By Taylor J. Kovar – Founder & CEO, Kovar Wealth Management
–Hi Taylor – I saw the term “superbubble” the other day in reference to the stock market and it seemed to have a pretty bad connotation. Can you explain?
–Hey Ginessa – Happy to break down the horrors that are a “superbubble.” To the best of my knowledge, the term was coined by a big hedge fund manager and used to describe a confluence of financial events that will take us toward a worse-than-normal crash. Because there are bubbles, and then there are superbubbles.
- Bubbles. You’ve probably heard the housing market crash of 2008 described as a bubble. The bubble analogy makes sense as we think of a floating ball of soap that suddenly explodes and is gone, but the finance behind it is a touch more involved. The root of these so-called bubbles is when an asset or market sector experiences massive gains beyond expectation. In the housing collapse, it was the overheating subprime mortgage market. The money outgrew the assets, and suddenly people were left holding notes with no actual value. Bubble = burst.
- Superbubble. When you have multiple bubbles at the same time, that’s when you start hearing this superbubble term. The bubbles in question are A) real estate, where housing prices have been climbing tirelessly for years; B) “Meme stocks”—things like NFTs, electric truck makers, and Gamestop and AMC trading, where a lot of money comes into play before the actual value of the asset is settled; and C) declining wealth within blue-chip and speculative stocks, indicating that a lot of investors are stashing their capital in safer places. If we see a big sell-off as interest rates go up, that could be the beginning of the aforementioned superbubble.

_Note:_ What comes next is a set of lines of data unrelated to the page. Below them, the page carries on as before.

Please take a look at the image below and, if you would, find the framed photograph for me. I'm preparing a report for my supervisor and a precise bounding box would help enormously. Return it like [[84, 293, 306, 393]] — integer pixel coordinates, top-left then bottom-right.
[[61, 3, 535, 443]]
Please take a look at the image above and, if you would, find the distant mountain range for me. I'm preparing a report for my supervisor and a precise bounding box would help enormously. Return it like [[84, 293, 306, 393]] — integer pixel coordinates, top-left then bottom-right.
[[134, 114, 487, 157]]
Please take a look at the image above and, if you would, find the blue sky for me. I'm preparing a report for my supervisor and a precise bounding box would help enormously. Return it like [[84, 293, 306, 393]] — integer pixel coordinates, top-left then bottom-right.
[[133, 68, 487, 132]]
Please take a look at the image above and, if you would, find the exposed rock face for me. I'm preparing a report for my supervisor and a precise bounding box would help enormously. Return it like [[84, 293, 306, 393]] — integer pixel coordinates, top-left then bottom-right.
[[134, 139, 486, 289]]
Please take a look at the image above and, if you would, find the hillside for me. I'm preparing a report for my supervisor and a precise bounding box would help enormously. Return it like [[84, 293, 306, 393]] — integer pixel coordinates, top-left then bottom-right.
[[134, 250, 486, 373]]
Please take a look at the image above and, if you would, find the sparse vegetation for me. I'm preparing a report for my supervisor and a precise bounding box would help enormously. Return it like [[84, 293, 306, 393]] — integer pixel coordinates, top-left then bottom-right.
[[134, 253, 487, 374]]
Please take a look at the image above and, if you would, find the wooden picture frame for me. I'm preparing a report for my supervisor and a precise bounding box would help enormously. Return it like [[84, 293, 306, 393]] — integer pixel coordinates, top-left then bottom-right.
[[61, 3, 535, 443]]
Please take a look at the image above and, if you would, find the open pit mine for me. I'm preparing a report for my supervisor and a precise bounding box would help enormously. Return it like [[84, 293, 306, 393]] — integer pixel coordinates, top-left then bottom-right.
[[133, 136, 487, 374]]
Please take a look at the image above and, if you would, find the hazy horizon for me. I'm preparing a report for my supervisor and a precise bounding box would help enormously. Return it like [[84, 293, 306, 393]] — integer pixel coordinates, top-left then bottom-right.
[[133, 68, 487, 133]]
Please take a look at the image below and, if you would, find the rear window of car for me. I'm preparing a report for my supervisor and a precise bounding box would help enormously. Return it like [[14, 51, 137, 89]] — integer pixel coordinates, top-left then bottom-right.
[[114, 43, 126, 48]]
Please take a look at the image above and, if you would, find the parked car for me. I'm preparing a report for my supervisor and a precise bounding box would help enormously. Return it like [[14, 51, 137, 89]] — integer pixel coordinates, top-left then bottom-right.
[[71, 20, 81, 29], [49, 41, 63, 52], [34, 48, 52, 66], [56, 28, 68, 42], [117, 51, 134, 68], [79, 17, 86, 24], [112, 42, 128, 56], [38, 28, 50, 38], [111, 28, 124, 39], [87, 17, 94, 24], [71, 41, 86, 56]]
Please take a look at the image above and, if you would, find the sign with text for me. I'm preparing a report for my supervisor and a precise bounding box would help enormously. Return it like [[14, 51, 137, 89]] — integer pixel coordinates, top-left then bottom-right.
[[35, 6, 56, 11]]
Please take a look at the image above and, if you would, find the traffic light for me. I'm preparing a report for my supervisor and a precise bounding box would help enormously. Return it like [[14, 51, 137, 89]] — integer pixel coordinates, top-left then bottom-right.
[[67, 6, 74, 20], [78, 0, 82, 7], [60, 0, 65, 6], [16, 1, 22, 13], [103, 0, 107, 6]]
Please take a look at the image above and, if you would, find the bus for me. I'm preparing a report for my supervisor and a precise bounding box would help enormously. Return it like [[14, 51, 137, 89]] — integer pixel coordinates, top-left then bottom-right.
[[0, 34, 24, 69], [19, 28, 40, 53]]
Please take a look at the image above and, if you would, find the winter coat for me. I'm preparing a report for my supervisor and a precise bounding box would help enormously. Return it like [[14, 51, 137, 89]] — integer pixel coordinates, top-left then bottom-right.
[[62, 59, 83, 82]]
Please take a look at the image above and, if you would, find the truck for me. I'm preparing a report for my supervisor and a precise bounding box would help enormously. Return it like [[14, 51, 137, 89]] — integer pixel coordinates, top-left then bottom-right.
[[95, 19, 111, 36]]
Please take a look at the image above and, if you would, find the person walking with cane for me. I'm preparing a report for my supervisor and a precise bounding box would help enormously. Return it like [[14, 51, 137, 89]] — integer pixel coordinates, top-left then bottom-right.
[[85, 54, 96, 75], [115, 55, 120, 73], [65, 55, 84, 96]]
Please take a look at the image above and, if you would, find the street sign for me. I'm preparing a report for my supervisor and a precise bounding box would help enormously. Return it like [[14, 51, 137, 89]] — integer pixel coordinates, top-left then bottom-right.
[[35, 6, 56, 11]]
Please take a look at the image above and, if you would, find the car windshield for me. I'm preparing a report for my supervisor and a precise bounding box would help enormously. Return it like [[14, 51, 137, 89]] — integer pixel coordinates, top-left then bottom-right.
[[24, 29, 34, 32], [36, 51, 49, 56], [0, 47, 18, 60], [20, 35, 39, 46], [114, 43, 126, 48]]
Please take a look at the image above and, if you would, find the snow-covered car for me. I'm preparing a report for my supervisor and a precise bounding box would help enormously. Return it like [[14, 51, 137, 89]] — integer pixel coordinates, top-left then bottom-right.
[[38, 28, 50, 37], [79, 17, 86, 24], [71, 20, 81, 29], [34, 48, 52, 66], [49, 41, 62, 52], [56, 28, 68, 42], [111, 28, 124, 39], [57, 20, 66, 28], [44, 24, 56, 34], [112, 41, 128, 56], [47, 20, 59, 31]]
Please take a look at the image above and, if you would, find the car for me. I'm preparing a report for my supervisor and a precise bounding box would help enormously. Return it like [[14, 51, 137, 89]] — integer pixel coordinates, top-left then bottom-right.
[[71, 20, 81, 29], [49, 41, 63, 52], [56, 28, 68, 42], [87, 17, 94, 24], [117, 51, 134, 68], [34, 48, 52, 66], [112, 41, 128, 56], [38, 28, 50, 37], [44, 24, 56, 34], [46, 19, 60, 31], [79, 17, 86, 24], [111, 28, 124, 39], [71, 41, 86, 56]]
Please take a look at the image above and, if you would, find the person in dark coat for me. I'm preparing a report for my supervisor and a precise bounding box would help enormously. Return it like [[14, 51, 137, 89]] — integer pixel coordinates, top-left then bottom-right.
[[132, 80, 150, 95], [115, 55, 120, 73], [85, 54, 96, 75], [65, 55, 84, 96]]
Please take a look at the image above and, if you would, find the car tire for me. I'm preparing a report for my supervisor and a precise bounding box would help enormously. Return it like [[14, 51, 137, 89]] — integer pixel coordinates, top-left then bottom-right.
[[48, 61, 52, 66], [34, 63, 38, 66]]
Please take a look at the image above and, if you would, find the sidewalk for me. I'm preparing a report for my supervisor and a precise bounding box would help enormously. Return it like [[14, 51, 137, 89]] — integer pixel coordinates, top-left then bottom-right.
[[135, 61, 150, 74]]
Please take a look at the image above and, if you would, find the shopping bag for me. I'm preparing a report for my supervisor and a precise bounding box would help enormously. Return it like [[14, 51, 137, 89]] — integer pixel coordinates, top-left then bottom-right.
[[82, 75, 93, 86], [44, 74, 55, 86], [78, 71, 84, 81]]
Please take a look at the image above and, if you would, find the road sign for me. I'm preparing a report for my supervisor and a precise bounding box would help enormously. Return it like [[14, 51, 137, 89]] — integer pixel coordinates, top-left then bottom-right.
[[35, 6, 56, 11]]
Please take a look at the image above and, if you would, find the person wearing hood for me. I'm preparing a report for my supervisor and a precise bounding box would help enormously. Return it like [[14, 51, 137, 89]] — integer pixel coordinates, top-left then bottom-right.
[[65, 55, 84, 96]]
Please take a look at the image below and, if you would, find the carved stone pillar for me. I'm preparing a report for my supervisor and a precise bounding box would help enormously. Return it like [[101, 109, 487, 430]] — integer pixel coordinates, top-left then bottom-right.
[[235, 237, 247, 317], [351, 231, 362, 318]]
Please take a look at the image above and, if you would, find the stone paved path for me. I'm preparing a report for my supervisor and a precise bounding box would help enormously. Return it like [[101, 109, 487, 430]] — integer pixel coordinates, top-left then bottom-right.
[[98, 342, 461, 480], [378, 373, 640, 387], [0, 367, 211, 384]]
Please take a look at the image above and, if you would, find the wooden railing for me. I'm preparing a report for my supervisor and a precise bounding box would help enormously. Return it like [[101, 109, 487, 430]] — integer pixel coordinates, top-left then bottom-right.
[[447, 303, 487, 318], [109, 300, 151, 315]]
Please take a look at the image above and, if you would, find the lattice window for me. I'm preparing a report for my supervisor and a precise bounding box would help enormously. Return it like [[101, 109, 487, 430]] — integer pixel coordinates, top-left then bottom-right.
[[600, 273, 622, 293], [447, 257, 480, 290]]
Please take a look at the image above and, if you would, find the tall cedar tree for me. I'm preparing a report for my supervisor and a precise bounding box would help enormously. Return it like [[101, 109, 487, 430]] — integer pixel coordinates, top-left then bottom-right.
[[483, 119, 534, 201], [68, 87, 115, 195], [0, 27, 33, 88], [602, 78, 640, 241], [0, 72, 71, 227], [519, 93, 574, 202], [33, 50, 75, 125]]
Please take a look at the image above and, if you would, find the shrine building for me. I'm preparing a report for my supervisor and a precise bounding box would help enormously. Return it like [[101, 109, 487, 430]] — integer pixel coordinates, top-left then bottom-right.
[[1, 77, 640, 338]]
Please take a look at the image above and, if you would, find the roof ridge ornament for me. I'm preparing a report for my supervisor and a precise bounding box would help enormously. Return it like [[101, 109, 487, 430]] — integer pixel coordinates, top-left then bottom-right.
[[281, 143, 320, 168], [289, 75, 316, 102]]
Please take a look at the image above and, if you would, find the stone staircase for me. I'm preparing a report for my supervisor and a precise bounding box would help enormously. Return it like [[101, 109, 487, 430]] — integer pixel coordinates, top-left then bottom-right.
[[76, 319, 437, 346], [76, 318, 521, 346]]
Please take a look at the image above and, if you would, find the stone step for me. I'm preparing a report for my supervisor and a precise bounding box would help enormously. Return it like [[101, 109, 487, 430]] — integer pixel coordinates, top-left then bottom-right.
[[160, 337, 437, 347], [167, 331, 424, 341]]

- Will it happen? I try to stay away from lofty predictions. I want to be ahead of the curve, but I’m not going to declare something as harrowing as a superbubble that upends the American economy. I believe that what goes up must come down, and I expect that with as hot as the markets have been running for the last three years, we shouldn’t be surprised by a significant decline. At that point, we get to reassess and buy a lot of stocks and assets at a discounted rate before the market starts to claw its way back up. As long as you don’t have all your wealth tied up in unproven commodities, it’s not time for an all-out panic.
Superbubble or no, the market always ebbs and flows. We’ve seen a lot of growth in the last decade and had low interest rates for a number of years, and those are good things to keep in mind as you invest and track the markets. Thanks for the question, Ginessa!